Un fatturato elevato richiede un adeguato magazzino e la consegna di un grande volume di ordini, associato alla concessione di numerosi prestiti: entrambi sono elementi del cosiddetto capitale circolante, che va finanziato e coperto da liquidità a breve termine.

Soprattutto per quelle piccole imprese che si trovano ad affrontare una rapida crescita delle vendite, quello appena citato può essere un problema significativo e la criticità, in Italia, è ulteriormente accresciuta dai tempi di dilazione concessi ai clienti, più elevati rispetto ai valori di altri paesi europei.

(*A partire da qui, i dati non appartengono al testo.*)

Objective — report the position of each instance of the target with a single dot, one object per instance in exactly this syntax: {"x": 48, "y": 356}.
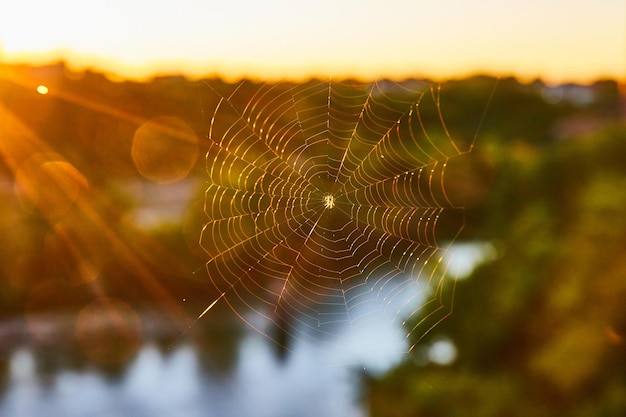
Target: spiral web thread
{"x": 324, "y": 204}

Per gestire questa situazione, uno degli strumenti più utilizzati è quello di anticipare l’incasso delle fatture, che può essere oggi ottenuto anche attraverso l’invoice trading, ossia la vendita dei crediti commerciali a investitori istituzionali tramite un portale online.

Il processo online permette un contatto diretto tra il venditore e l'acquirente del credito. Grazie alla vendita di un'attività a breve termine (una fattura commerciale) il venditore dell'azienda ottiene un ulteriore strumento di gestione del capitale circolante.

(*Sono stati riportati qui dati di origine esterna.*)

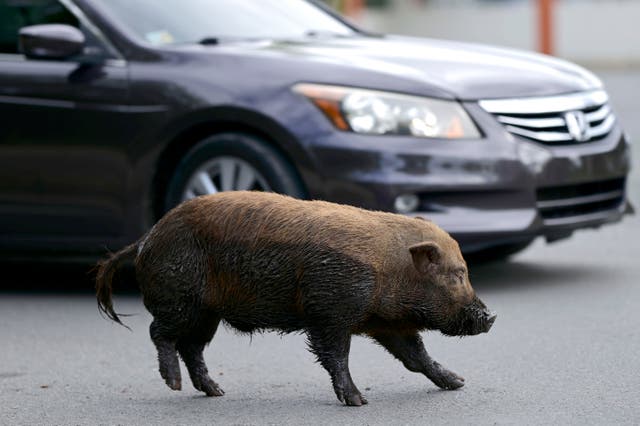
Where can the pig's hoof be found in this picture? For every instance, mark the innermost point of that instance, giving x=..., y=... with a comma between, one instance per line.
x=211, y=388
x=448, y=380
x=174, y=384
x=354, y=400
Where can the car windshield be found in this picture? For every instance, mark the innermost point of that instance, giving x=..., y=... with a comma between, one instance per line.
x=209, y=21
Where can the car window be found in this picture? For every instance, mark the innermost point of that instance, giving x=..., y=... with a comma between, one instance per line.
x=15, y=14
x=191, y=21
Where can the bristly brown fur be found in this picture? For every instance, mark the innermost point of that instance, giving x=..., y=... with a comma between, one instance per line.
x=262, y=261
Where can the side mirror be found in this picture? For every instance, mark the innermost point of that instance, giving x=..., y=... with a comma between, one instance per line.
x=51, y=41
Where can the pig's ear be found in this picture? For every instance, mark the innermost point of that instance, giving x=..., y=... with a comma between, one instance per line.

I principali vantaggi dell’invoice trading sono la flessibilità, la velocità e il servizio reso ai clienti. In termini di flessibilità, una PMI può vendere le fatture che vuole, quando vuole, riprendendo il controllo dei propri flussi di cassa. A differenza del tradizionale sconto fatture, non c'è l'obbligo di sconto sull'intero registro dei debitori e non ci sono vincoli o garanzie.

I principali utenti dello strumento sono spesso PMI che, per vari motivi (basso valore nominale del credito, crediti generati da attività in fase di crescita aziendale e così via), non sono in grado di gestire il proprio capitale circolante attraverso i classici circuiti bancari.

La durata dei crediti ceduti varia da 30 a 120 giorni e la cessione è pro soluto (meccanismo contrattuale in cui il cedente estingue ogni obbligazione nei confronti dell'acquirente e quindi quest'ultimo non può farvi ricorso in caso di mancato pagamento da parte del debitore). La PMI, grazie all’invoice trading, può ottenere liquidità dalle proprie fatture in media entro 24/48 ore.

Gli acquirenti delle fatture valutano il merito di credito non solo dei cedenti, ma anche e soprattutto quello dei debitori ceduti: questo fa sì che anche imprese alle quali gli istituti tradizionali si sarebbero rifiutati di concedere credito possano disporre di uno strumento per la gestione dei flussi di cassa.

Ma come avviene la cessione e quanto costa? Il funzionamento è semplice: il credito è messo all'asta e gli investitori competono abbassando lo sconto (il costo principale per il venditore).

Una differenza importante rispetto al tradizionale sconto bancario è che è l'azienda a decidere la percentuale di sconto sul valore nominale che intende dare all'acquirente: il venditore ha quindi la possibilità di fissare la base d'asta, un meccanismo interessante visto che la stessa PMI potrebbe fissare ogni volta un prezzo di base diverso, a seconda delle proprie momentanee opportunità di business.

Per remunerare il servizio reso, le imprese pagano una commissione, che è flessibile in funzione della durata della fattura da scontare, da pagarsi nel caso di un'operazione riuscita, cioè dopo che la cessione del credito ha avuto luogo. All’impresa è addebitata inoltre una quota di adesione. I costi pagati per la cessione del credito sono fiscalmente deducibili. Niente costi nascosti, niente sorprese.